A crucial contribution of T-cells to cancer immunosurveillance and therapy has been intensively studied and documented over the years. Groundbreaking success was recently achieved through the introduction of checkpoint blockade which releases T-cells from the physiological negative feedback mechanisms exploited by tumors to escape immune attack. Blockade of inhibitory receptors such as CTLA-4 and PD-1 expressed on activated T-cells has seen survival of some stage IV melanoma patients dramatically increased. However, it remains the case that not all patients respond, but all may suffer side effects.
Further improvements of today’s treatment strategies is still urgently required.In the present proposal, we focus on the numerically minor subset of γδ T-cells, which has a major role in defense against microbial and non-microbial challenges but has been under-investigated in the context of checkpoint blockade in cancer. Results from in vitro and in vivo experiments suggest that these unique T-cells sense infected and/or malignant cells, contribute efficiently to the regulation of immunity and thus to the elimination of these cells. Little is known about the structures which are recognized by γδ T-cells in an MHC-independent manner. Peripheral blood γδ T-cells consist usually of a majority carrying the Vδ2-TCR and a minority of cells expressing Vδ1- and other Vδ-TCRs. The Vδ2 T-cell subset is associated with the expression of semi-invariant public TCRs, which recognize phospho-antigens (pAgs) or pAg-triggered cell surface molecules such as butyrophilin. In contrast, Vδ1 T-cells are focused on a private repertoire with a few high frequency clonotypes.The role of both Vδ1 and Vδ2 T-cells in cancer immunosurveillance is controversial. We and others have reported both, positive and negative associations of γδ T-cell frequencies with melanoma patient survival.

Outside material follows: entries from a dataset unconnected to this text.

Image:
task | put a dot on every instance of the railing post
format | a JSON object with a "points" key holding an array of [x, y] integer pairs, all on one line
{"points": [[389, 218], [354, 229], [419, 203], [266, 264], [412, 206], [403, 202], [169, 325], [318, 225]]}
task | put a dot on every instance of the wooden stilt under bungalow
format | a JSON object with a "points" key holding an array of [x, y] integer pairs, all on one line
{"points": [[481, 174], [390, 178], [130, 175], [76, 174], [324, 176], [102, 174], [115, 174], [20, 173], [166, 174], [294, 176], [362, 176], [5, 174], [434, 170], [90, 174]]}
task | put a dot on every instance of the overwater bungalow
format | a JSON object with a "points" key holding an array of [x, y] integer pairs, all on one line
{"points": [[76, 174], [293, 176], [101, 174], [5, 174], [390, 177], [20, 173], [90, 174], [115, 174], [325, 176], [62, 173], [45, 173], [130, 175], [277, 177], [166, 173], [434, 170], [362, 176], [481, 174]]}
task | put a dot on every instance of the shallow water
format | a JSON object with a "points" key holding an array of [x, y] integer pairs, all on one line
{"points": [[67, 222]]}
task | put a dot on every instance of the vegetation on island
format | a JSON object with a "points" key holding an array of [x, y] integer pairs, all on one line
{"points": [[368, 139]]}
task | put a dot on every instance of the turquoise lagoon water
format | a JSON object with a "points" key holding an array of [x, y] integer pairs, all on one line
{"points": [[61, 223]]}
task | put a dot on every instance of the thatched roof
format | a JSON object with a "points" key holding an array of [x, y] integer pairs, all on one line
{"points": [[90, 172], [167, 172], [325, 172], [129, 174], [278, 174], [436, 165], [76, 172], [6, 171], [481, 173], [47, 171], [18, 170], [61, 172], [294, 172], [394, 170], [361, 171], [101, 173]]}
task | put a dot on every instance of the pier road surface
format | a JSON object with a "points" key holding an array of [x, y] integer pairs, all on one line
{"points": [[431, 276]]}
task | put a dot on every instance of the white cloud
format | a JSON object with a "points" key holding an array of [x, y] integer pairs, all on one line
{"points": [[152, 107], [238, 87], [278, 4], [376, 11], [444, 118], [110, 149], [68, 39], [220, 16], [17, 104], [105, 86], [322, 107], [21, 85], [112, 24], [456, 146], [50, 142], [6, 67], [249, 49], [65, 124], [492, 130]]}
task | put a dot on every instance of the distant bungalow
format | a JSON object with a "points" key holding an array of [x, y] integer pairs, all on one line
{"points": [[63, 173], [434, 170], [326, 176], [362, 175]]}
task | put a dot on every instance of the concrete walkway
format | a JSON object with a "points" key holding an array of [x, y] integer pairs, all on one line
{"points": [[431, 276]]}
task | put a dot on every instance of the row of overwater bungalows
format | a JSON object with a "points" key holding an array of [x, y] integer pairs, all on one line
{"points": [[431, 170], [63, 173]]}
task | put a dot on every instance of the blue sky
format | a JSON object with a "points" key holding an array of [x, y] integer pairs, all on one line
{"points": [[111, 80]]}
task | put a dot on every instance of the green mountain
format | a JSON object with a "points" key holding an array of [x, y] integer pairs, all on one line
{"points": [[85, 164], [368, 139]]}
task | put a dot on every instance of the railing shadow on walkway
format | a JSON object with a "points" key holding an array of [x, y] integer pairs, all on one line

Here, we propose a comprehensive analysis of γδ T-cells in stage IV melanoma patients prior to and under PD-1 blockade to investigate their role in a) melanoma rejection and b) the potential direct and indirect immunmodulatory effects of checkpoint blockade (γδ T-cells express checkpoint molecules just as do T-cells). Deep-phenotyping (using CyTOF), investigation of (poly)functionality, proliferative capabilities, and γδ TCR-repertoire analysis of peripheral blood γδ T-cells will be contrasted with investigations of the presence or absence of γδ T-cell subsets infiltrating the tumor, allowing a comprehensive interpretation of resulting data combined with clinical meta-data available for all patients that have been recruited into our biobank. Additionally, we aim to investigate tumor-specific γδ T-cell clones and their amplification by “γδ T-cell boosters” in vitro.The environment of FOR2799 will provide optimal conditions for a sustainable exchange and effective research strategy targeting exploitation of γδ T-cells in future cancer treatment regimes.